4. Optional: report-to-Portaly confirmation

Guardrails

• Read-only until the user enters fix mode. Discovery, scanning, and the Layer 1/3 reports must not touch user code. Only after the user picks [A] or [B] in Layer 2 may you enter the Interactive Fix Workflow, and within it only apply an edit after a [Y] for that specific item. Never batch-apply multiple fixes from a single confirmation.
• 📄 Report only stays read-only, period. When the user picks Report only in Step 3, do not show Layer 2 and do not enter the Interactive Fix Workflow — even if the report surfaces CRITICAL failures. If the user later asks to fix, treat that as a new request and re-prompt with [A]/[B]/[C] before applying anything.
• Don't surface secret values in your own output. When generating example commands, headers, snippets, logs, PR/commit content, or anything else you write, refer to the credential by variable name only ($PORTALY_API_KEY) — never with a literal value like pcs_live_.... Prefer scripts/report.mjs or the MCP vibe_report_health_check tool over hand-rolling curl/fetch with the key in the header. If a check surfaces a secret found in the user's source, mask it as *** before displaying. Helping the user when they explicitly provide a key (e.g. "save this to .env", "test this key") is fine — this rule is about what you generate on your own initiative.
• Cross-reference portaly-payment. Load ../portaly-payment/references/api-contract.md for the authoritative callback verification spec and subscription lifecycle contract.
• Do not assume the user's stack. Check for Express, Next.js (App Router / Pages Router), Cloud Functions, Fastify, or vanilla Node.js before recommending fixes.
• Match the user's code style. When recommending fixes, generate code that matches the user's existing patterns, variable naming, and module system (ESM vs CommonJS).
• If no integration is found, continue the scan. Payment-specific checks are marked [SKIP]; DEP and ENV-002 still run.
• Report API is optional. Do not call the health-check report API without user consent. If the API returns 404, skip silently and show results locally.
• DEP checks require package.json. If no package.json exists, skip DEP checks and mark them as [SKIP].
• Windows encoding. On Windows, run chcp 65001 before any API calls containing non-ASCII text.

Resources

• references/health-check-contract.md Use for the full checklist item definitions, severity levels, pass/fail criteria, and the report API contract.
• references/common-pitfalls.md Use for detailed descriptions of known bugs found in real integrations, with wrong vs correct implementations and detection methods. Load this when a user picks [?] (explain more) in the Interactive Fix Workflow.
• references/fix-explanations.md Use for user-facing plain-language copy of all 26 checks: plain title, why it matters, affects, doesn't affect. Load during Layer 1 summary rendering and during each Interactive Fix Workflow item. Do not paraphrase on the fly — keep the canonical phrasing consistent across summary and per-item views.
• scripts/report.mjs Use for fully automated CI/CD scanning — runs all 26 checks, prints a formatted report, and POSTs results to portaly.ai. Accepts --fail-on critical for CI exit code control.
• scripts/computeHealthScore.mjs Canonical implementation of the 0–100 health score formula. Imported by report.mjs and mirrored by the Vibe dashboard so the skill terminal and the dashboard always show the same number.
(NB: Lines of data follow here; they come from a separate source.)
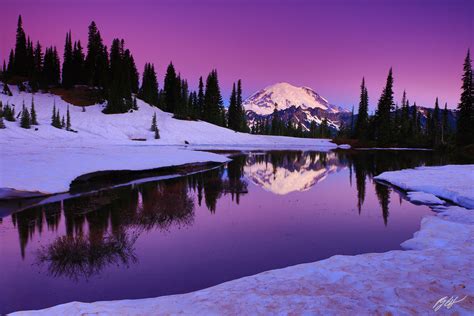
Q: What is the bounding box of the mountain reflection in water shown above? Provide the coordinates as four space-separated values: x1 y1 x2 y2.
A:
0 151 452 313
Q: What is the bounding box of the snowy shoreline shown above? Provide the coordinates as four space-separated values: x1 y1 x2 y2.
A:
13 165 474 315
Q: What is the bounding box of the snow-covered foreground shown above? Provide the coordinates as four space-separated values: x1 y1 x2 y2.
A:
12 165 474 315
0 86 337 198
0 84 337 150
375 165 474 208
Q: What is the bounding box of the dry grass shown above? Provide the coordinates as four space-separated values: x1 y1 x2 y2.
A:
50 86 101 106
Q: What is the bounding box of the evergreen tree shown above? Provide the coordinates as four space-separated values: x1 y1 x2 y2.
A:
376 68 393 146
31 97 38 125
7 49 15 77
3 103 15 122
62 31 74 89
103 38 132 114
20 102 31 129
71 41 85 84
197 77 204 119
13 15 28 76
228 83 241 131
66 104 71 131
41 47 60 88
441 102 449 144
431 98 441 146
456 50 474 146
236 79 249 133
204 70 225 126
150 113 157 131
138 63 158 106
163 63 181 113
30 42 43 91
355 78 369 140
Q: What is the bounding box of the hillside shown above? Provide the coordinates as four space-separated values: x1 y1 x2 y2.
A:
0 86 337 198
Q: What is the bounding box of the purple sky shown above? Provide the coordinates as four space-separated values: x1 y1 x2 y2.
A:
0 0 474 108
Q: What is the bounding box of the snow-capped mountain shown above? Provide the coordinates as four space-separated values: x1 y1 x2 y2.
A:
243 82 350 129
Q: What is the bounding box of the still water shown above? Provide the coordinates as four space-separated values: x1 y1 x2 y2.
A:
0 151 452 314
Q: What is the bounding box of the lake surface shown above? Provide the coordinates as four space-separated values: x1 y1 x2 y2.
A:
0 151 452 314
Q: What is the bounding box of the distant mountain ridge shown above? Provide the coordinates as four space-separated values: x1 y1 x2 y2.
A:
243 82 351 130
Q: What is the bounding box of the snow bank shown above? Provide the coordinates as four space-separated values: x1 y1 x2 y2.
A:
407 191 444 205
15 166 474 315
0 145 228 194
0 84 337 150
375 165 474 209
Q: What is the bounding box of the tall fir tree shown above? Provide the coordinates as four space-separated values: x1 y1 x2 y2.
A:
456 50 474 146
163 62 181 113
228 83 241 131
138 63 158 106
66 104 71 131
197 76 204 119
62 31 74 89
13 15 28 76
375 68 394 146
355 78 369 140
204 69 225 126
30 97 38 125
441 102 450 144
20 102 31 129
103 38 132 114
71 41 85 84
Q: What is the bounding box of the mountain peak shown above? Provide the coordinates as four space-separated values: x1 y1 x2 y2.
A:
243 82 341 115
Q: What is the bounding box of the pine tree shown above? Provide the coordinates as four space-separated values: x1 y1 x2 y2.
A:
456 50 474 146
441 102 449 144
31 97 38 125
20 102 31 129
431 98 441 146
204 69 225 126
163 63 181 113
376 68 394 146
13 15 28 76
84 21 109 90
237 79 249 133
62 31 74 89
66 104 71 131
138 63 158 106
71 41 85 84
228 83 241 131
3 103 15 122
355 78 369 140
103 38 132 114
150 113 157 131
197 77 204 119
30 42 43 91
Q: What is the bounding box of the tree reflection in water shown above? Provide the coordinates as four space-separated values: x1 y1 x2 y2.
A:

• scripts/check_signature_sort.mjs Use for automated signature sort pattern verification across project files. Called internally by report.mjs.
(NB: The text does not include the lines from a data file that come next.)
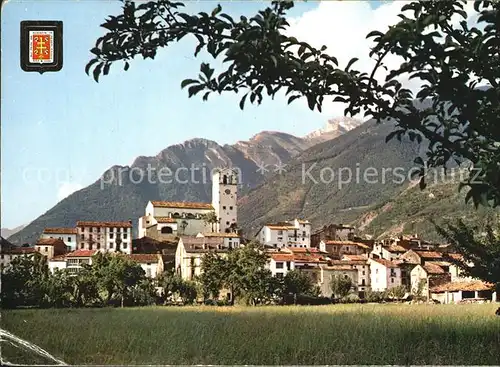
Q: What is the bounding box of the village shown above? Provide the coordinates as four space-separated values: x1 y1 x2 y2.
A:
1 168 497 304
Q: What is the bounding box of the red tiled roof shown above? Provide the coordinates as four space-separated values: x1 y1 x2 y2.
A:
151 201 214 210
49 255 66 262
271 253 294 261
264 224 296 231
325 240 370 249
446 253 464 261
128 254 158 263
384 244 408 252
414 250 443 259
328 259 368 265
324 265 358 271
344 255 368 262
66 249 97 257
76 221 132 228
431 280 493 293
423 263 445 274
202 232 240 238
3 247 36 255
285 246 322 254
155 217 177 223
372 259 400 268
36 238 66 246
43 228 77 234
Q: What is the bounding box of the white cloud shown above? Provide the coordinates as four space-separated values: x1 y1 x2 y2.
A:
57 182 83 201
287 1 477 116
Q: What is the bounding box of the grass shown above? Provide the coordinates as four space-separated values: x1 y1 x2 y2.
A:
2 304 500 365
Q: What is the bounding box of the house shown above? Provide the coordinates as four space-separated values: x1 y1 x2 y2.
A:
0 237 37 272
40 228 77 251
127 254 164 278
35 238 68 260
430 280 496 304
410 262 451 299
340 255 370 298
138 168 240 240
48 249 99 274
132 237 178 271
311 224 355 247
255 219 311 248
268 247 328 283
319 261 364 297
401 250 445 265
175 236 230 280
368 258 402 292
196 232 241 248
319 240 371 260
76 221 132 254
372 242 408 260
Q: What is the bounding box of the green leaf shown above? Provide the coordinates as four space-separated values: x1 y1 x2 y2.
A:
181 79 200 89
212 4 222 17
102 62 111 75
85 59 99 75
345 57 359 71
288 95 302 104
240 93 248 111
93 63 103 83
366 31 384 38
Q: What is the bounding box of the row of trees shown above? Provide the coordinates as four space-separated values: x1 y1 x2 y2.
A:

• scripts/check_subscription_lifecycle.mjs Use for automated subscription ID lifecycle tracing. Called internally by report.mjs.
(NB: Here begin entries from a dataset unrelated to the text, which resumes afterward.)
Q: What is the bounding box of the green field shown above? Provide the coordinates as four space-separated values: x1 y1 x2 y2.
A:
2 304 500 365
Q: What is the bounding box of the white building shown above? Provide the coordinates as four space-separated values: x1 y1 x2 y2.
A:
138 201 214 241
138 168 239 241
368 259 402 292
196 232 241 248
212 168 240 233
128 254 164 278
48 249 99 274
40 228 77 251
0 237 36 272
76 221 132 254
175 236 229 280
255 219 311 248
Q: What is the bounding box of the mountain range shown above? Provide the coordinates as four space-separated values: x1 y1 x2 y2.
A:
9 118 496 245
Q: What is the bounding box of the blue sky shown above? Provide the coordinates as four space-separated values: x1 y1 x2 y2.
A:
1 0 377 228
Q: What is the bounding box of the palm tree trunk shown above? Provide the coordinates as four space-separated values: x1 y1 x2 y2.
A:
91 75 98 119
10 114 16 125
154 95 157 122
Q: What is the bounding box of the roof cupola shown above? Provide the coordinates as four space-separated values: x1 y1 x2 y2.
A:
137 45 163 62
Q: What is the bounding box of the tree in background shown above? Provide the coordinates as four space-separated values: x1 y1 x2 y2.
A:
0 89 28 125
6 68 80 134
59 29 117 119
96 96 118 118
• references/ci-setup-guide.md Use when the user wants to set up GitHub Actions, pre-push hooks, or npm scripts for automated scanning.
• Cross-reference: ../portaly-payment/scripts/sign_callback.mjs Canonical Portaly callback signature implementation. Use as the reference for what correct looks like.
• Cross-reference: ../portaly-payment/references/api-contract.md Authoritative API contract. Use for callback payload fields, subscription lifecycle endpoints, and the subscriptionId === sessionId contract.